A new plant-based drug delivery platform based on alkyl polyglucosides and β-sitosterol nanovesicles for topical delivery

Abstract

The finding of new vesicular systems is a challenging process that depends on different factors such as the components used, the interactions between them or the dispersant media. Our objective was to develop a new vesicular delivery system formed by self-assembly of β-Sitosterol (Sit), Lauryl Glucoside (LGL) and Lauryl Glucose Carboxylate (LGC) molecules, all plant-based, biodegradable and biocompatible components. Nanovesicles (NVs) with different molar ratios of Sit, LGL and LGC were prepared using a single step method named DELOS, and characterized by dynamic light scattering, cryo-electron microscopy and small-angle X-ray scattering. Antioxidant compound α-tocopherol (TCP) was integrated in the NVs showing their potential to nanoformulate hydrophobic payloads. Finally, in vitro biocompatibility assays with reconstructed human epidermis and ex vivo skin retention studies using multiphoton microscopy and NVs labelled with Nile Red (NR) were carried out.

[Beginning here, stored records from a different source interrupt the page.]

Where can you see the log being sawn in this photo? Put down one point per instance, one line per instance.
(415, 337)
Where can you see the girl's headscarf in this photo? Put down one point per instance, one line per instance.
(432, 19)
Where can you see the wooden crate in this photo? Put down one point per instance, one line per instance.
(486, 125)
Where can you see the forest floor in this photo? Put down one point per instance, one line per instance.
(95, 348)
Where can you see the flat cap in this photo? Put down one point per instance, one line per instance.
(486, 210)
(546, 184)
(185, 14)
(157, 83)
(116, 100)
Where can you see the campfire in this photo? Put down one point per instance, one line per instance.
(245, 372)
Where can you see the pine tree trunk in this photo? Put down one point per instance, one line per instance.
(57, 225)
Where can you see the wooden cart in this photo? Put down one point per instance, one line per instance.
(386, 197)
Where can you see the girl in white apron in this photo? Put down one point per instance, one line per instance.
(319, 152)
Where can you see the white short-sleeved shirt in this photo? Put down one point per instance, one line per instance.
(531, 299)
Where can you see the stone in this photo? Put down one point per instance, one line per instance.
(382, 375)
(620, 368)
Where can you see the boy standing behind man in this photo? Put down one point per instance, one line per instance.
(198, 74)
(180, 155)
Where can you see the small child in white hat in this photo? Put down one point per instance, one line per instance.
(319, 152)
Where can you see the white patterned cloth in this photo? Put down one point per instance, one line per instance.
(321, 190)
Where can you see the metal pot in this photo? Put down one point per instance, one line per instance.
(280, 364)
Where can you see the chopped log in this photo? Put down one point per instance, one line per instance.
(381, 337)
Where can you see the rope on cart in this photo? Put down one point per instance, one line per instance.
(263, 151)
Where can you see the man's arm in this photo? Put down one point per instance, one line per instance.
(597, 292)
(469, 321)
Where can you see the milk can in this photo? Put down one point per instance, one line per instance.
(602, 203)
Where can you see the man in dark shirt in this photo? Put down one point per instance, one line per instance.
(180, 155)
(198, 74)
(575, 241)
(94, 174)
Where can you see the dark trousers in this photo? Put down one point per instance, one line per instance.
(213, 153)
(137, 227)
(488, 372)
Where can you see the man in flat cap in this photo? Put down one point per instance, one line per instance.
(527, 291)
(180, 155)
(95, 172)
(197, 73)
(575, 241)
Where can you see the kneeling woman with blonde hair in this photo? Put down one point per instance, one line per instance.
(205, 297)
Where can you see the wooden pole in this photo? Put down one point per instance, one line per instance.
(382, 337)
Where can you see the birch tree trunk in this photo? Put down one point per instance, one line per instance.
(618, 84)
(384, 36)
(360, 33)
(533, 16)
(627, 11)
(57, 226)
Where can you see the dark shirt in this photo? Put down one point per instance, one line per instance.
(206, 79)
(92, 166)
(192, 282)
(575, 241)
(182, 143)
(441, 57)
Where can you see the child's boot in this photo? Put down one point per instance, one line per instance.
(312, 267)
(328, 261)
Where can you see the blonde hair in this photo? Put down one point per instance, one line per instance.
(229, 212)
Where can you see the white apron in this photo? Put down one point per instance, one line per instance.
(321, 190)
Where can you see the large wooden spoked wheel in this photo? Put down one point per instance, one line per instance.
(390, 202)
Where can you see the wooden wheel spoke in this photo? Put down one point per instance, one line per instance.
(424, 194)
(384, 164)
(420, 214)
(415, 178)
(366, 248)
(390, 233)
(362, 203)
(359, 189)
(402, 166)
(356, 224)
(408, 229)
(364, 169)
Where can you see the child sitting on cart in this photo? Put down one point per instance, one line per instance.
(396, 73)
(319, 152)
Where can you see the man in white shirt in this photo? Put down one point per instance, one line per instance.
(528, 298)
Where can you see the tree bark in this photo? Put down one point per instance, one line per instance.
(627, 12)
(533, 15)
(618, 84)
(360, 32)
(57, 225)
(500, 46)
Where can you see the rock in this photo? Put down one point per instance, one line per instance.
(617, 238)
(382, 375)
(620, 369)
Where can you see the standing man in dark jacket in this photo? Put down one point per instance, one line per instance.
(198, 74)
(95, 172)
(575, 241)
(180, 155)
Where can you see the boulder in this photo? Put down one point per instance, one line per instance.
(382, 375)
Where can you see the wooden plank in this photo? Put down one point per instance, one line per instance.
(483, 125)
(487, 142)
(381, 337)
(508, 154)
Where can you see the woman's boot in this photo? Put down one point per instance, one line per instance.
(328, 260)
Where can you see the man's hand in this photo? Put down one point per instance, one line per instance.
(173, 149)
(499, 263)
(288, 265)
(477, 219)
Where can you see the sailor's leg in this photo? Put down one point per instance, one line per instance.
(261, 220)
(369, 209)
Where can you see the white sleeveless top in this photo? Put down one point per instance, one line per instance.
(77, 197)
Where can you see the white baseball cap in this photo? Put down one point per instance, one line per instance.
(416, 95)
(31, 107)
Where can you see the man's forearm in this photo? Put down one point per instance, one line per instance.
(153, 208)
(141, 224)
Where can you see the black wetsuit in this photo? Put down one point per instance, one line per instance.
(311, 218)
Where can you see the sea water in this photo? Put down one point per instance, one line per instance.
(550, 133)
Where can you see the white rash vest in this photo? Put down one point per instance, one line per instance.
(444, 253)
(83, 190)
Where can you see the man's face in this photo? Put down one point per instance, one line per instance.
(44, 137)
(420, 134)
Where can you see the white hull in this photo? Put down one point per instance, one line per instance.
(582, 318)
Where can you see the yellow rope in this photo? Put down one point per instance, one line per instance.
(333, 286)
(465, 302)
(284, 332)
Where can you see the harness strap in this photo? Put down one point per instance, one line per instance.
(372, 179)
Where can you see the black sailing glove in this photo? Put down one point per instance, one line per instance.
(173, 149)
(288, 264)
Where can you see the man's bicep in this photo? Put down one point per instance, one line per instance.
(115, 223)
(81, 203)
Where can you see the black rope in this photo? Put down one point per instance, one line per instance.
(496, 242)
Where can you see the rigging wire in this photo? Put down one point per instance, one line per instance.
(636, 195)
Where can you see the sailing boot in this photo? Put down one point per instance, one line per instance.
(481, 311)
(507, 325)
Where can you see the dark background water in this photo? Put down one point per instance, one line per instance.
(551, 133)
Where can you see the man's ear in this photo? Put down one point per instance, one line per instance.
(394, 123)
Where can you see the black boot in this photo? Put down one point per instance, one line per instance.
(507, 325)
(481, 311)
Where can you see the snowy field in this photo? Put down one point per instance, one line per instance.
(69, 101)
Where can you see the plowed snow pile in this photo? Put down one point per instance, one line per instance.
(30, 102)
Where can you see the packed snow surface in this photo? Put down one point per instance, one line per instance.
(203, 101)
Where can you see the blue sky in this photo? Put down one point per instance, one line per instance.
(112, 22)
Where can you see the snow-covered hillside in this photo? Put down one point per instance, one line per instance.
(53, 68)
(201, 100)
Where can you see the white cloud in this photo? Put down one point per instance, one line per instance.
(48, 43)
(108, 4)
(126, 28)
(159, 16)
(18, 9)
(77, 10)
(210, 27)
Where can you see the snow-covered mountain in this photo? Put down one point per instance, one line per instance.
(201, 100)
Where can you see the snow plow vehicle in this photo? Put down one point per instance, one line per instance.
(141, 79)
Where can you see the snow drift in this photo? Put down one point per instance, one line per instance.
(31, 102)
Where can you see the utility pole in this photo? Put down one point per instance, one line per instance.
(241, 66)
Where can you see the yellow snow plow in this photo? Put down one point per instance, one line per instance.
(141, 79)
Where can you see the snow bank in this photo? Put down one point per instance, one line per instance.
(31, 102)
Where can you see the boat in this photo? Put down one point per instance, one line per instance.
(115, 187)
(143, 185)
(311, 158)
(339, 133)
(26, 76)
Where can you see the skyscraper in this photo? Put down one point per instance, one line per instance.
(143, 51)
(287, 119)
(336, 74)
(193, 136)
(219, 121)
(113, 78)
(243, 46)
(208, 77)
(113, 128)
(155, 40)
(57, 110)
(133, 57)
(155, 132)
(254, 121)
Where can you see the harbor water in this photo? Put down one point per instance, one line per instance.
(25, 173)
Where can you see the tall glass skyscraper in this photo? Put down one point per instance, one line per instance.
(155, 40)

As a result of this work, a new platform of NVs has been obtained by the self-assembly of Sit, LGL and LGC, obtaining vesicular systems with tunable physicochemical properties in terms of size (130 – 220 nm), surface charge ((-70) – (-40) mV) and lamellarity (unilamellar and multilamellar vesicles), when the carbon chain of the alkyl polyglucoside was >12. The vesicles could efficiently integrate TCP, proving their potential role as delivery systems and maintaining its antioxidant activity after loading. Finally, they also showed biocompatibility with the skin and improved the permeability of the poorly water-soluble molecule NR in terms of time and depth through the epidermis. Overall, the results of this work point to the successful development of an attractive platform based on stable and homogeneous nanovesicles composed of plant-derived ingredients for topical delivery.